Вся Бухара знала, что, с тех пор как восстал народ и эмир сбежал из своего арка, подобрав полы золотого халата, бобо-и-каландар дал торжественный обет не покидать своего жилища, пока не низринутся на проклятых большевиков ангелы божьи.
Или действительно ангелы снизошли с небес? Нет, все так же медленно ползут откуда-то с севера, из Кызылкумов, похожие на растрепанные шерстяные кошмы тучи, изредка роняя в уличную грязь холодные капли осеннего дождя. А бобо-и-каландар все шагает и шагает, нараспев возглашая страшные, тревожные слова, сопровождаемые диким, душу леденящим «хо-оо!».
Шли и шли по улицам дервиши, каландары, маддахи. Шли и вопили:
«О газии, вступайте на путь джихада, хо-оо!»
«О совершившие круг около черного камня священной каабы, беритесь за рукоятку меча, хо-оо!»
«Не произноси слова неверия, ибо станешь ты вероотступником. Хо-оо!»
«Сыны человеческие, совершенствуйте душу! Хоо!»
Дехкане, ехавшие из пригородов, слезали с ишаков и, прижавшись к сырым дувалам, с удивлением, смешанным с испугом, спрашивали друг друга: «Что случилось?»
Рабочие, ремесленники недовольно восклицали; «Опять вшивые патлатые вылезли, как при эмире», — и, махнув рукой, бежали на работу.
«Знай, — вопили маддахи, — ибо без знания ты не можешь познать аллаха!»
Немало в Бухаре еще осталось людей, слоняющихся без дела, не знающих, куда себя приткнуть, чем заняться. Живут они еще на старые запасы. У многих закопаны по углам двора кувшинчики со звонкой монетой. Такие люди падки на новости и слухи. Им бы только где-нибудь скандал или шум. И услышав «хо-оо!», они уже на улице, на площади, открыв широко рот и восторженно закатив глаза, слушают.
«Терпением отличались пророки! Терпение отворяет двери твоих желаний, хо-оо!»

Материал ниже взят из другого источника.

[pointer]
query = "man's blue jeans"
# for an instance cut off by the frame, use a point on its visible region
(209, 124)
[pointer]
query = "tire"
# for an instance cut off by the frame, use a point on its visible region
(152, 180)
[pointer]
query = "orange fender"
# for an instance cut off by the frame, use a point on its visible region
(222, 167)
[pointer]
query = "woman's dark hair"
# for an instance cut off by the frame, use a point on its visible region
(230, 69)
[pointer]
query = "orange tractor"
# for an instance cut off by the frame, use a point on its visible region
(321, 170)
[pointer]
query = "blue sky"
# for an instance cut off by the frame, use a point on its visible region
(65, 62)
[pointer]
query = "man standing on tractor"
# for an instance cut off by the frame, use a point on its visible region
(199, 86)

Пока маддахи кричат общеизвестное, давно слышанное.
Но неспроста они вылезли из своих нор, неспроста ползут новые и новые. Вот идут из Богауддина, вот из Чарбекира, а вот выползают плешивые кали из-под деревянных помостов чайхан на Регистане, из ветхих келий захудалого медресе, из-под лавок торговцев пирожками и жареной рыбой на Чорсу. Все больше нищих — косых, хромых, безруких толпится на улицах.
Все скалят гнилые черные зубы, все в ритме воплей «хо-ооо!» вздымают к небу и опускают посохи, словно кому-то грозят.
А вот уже и заговорил по-настоящему бобо-и-каландар. Ага, он что-то интересное рассказывает! И толпа бездельников оголтело шарахается к нему и через минуту уже раскачивается взад и вперед, ловя оттопыренными ушами несущиеся над головами слова.